The record clearly reflects that the defendant did not have actual or constructive notice, as required for finding of liability to an injured student on the theory of inadequate supervision, of prior similar conduct on the part of Ms. Pena who allegedly injured the infant plaintiff with her alleged attack on plaintiff, and thus the defendant is not liable in negligence for injuries allegedly sustained by the infant plaintiff. See Calabrese v. Baldwin Union Free School Dist., supra.
As discussed, there is no indication that more intense supervision could have prevented the incident.

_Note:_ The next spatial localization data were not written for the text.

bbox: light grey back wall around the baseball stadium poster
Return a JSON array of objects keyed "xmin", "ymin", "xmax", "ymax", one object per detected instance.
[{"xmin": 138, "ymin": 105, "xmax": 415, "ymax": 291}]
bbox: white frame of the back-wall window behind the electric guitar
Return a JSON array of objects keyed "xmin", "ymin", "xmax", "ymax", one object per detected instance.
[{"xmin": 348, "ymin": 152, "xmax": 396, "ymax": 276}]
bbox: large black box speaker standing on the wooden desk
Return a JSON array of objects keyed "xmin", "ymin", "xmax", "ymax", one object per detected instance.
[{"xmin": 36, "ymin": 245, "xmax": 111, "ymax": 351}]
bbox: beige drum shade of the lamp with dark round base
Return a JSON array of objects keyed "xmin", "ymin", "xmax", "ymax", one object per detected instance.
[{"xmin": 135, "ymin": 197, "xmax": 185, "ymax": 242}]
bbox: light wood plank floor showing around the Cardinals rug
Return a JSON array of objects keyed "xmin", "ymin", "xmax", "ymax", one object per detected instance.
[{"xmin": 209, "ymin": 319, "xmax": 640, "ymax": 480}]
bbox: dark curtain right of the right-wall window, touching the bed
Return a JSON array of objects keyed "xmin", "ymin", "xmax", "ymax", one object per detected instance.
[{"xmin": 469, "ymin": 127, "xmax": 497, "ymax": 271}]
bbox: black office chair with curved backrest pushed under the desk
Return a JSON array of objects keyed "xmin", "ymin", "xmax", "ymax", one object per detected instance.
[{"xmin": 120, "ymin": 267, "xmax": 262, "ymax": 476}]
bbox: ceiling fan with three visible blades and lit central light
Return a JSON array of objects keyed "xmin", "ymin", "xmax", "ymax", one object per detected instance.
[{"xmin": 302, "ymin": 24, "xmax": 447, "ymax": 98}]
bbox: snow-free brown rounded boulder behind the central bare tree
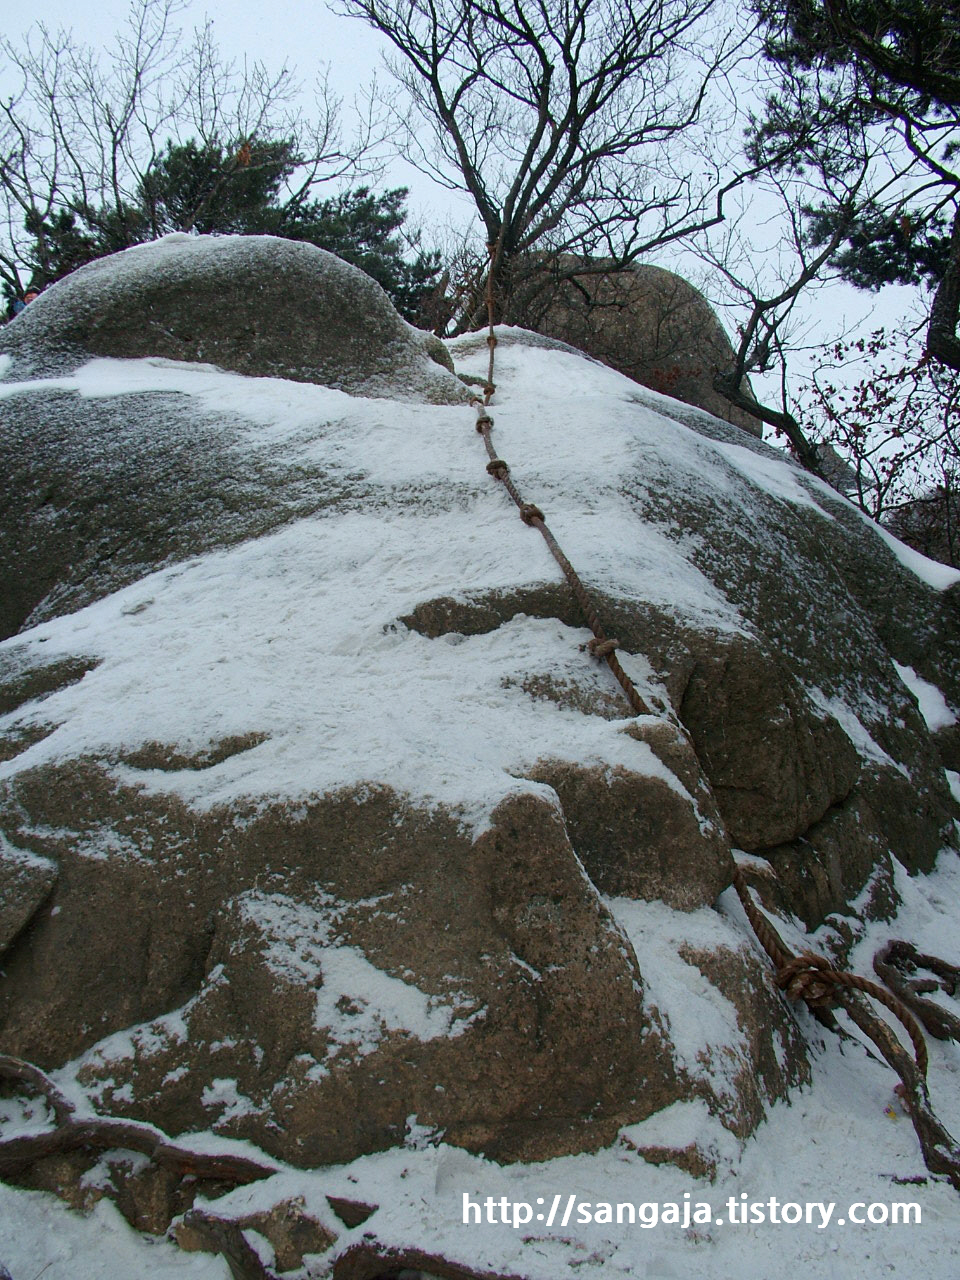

See Navarra v. Lynbrook Public Schools, 289 A.D.2d 211, 733 N.Y.S.2d 730 (2d Dept. 2001); Ancewicz v. Western Suffolk BOCES, 282 A.D.2d 632, 730 N.Y.S.2d 113 (2d Dept. 2001). Short of prohibiting the infant plaintiff from engaging in play practice, and perhaps keeping the infant plaintiff home, there was no way to insure that incidents such as the one herein would not occur.
Where an incident occurs in so short a span of time that even the most intense supervision could not have prevented it, lack of supervision is not the proximate cause of the injury and summary judgment in favor of the school district is warranted. See Mayer v. Mahopac Central School Dist., 29 A.D.3d 653, 815 N.Y.S.2d 189 (2d Dept. 2006).
That is the situation here.
In conclusion, defendants have made a prima facie showing of entitlement to judgment as a matter of law by establishing that they had no actual or constructive notice of prior similar conduct by the student, Ms. Pena, who allegedly pushed the infant plaintiff. See Anglero v. New York City Bd. of Educ., 304 A.D.2d 596, 758 N.Y.S.2d 162 (2d Dept. 2003).
Defendant also showed that the level of supervision it provided for the infant plaintiff was at least that which a prudent parent and reasonable person would have provided, and it showed that the incident happened so suddenly that no amount of supervision could have prevented it. See Cranston v. Nyack Public Schools, 303 A.D.2d 441, 756 N.Y.S.2d 610 (2d Dept. 2003).
Accordingly, defendant's motion, pursuant to CPLR § 3212, for an order granting summary judgment and dismissing plaintiffs' complaint is hereby granted.
This constitutes the decision and order of this Court.